Snow particularly disagreed with him about the expansion of the EU. “Greece should never have been allowed in to the European Union,” he said. “I would argue if we had had deepening [of the EU] Britain would have had to make the choice between the other side of the Atlantic and the heart of the European Union.”
But Garton Ash was more concerned with Europe doing more to impress its presence on the world stage and Britain’s continuous “dithering” over its role on the continent.
“It is groundhog day… One wakes up and it is the same old ding dong on the Today programme, the same old arguments being wheeled out. I feel I could hibernate for 10 years and I would come back and the British would still be having the same ludicrous European argument.”
“I can’t believe we are so stupid … we have got a British Europe, the only people who don’t realise are the British.”
Garton Ash was as frank on spending two and half hours briefing the former US president George Bush. “He sure as hell was ignorant,” he admits. 
“It was an extraordinary conversation … Cheney was there, Condi was there. He had made his mind up about only two things; one was missile defence and the other was climate change.
“He said Kyoto was mush … and ‘I think the Europeans are trying to screw us’. Islamist terrorists did not get a mention.

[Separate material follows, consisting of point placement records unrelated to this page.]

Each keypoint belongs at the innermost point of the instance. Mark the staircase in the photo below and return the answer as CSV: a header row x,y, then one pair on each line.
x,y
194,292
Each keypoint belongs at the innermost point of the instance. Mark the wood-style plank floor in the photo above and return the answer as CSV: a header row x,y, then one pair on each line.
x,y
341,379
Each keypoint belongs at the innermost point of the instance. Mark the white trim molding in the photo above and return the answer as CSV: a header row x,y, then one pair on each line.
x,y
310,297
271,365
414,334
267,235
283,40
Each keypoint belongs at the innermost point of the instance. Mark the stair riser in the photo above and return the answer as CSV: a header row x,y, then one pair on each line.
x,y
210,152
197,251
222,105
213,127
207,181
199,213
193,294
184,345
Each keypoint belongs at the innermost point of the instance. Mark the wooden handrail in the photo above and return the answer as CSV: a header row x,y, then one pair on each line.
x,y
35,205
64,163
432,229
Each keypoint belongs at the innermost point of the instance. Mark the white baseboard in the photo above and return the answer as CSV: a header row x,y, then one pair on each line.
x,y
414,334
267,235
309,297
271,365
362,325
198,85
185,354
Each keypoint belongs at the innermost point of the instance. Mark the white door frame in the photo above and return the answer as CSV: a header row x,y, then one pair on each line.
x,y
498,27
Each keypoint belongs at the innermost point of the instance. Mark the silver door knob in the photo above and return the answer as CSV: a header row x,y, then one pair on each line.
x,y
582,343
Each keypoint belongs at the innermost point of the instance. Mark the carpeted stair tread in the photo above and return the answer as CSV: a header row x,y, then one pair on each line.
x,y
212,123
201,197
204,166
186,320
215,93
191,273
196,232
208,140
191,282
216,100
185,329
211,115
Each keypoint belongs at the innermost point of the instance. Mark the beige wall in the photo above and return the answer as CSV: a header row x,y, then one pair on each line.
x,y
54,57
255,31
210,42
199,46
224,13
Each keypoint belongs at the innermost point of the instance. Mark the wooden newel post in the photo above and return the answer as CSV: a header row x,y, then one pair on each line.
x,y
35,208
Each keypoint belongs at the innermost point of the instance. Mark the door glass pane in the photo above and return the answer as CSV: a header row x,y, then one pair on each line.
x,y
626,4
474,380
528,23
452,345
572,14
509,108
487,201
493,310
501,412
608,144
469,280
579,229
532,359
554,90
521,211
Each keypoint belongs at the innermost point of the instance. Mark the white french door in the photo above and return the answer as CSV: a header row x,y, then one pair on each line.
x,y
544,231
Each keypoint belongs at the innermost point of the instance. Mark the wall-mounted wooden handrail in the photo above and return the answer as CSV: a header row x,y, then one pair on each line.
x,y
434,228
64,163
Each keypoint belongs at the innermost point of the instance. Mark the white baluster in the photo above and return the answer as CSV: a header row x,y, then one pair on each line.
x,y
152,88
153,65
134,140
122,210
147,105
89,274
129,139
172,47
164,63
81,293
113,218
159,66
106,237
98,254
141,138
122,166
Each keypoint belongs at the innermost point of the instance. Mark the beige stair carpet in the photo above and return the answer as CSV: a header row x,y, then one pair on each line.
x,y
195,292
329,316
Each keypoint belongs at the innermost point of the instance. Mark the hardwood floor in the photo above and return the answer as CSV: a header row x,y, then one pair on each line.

Here was a man… groping for a narrative. 9/11 gave him that narrative.”
While Garton Ash admits to being more enamoured with Barack Obama, he is critical about the new president’s difficult first year. “I have to say the hope of him transforming the world has been hugely disappointed. I can’t point to a single unambiguous success in foreign policy,” he said. The problem is, he said, that Obama is not a master of the “dark art” of arm twisting, as was FDR, which is how you get things done.
But Snow argued that Obama was a victim of his constraints. “He has defined the limits of power. He says I want to close Guantanamo. I don’t doubt that he wants to close Guantanamo, but he can’t because he has been structured by a whole system.”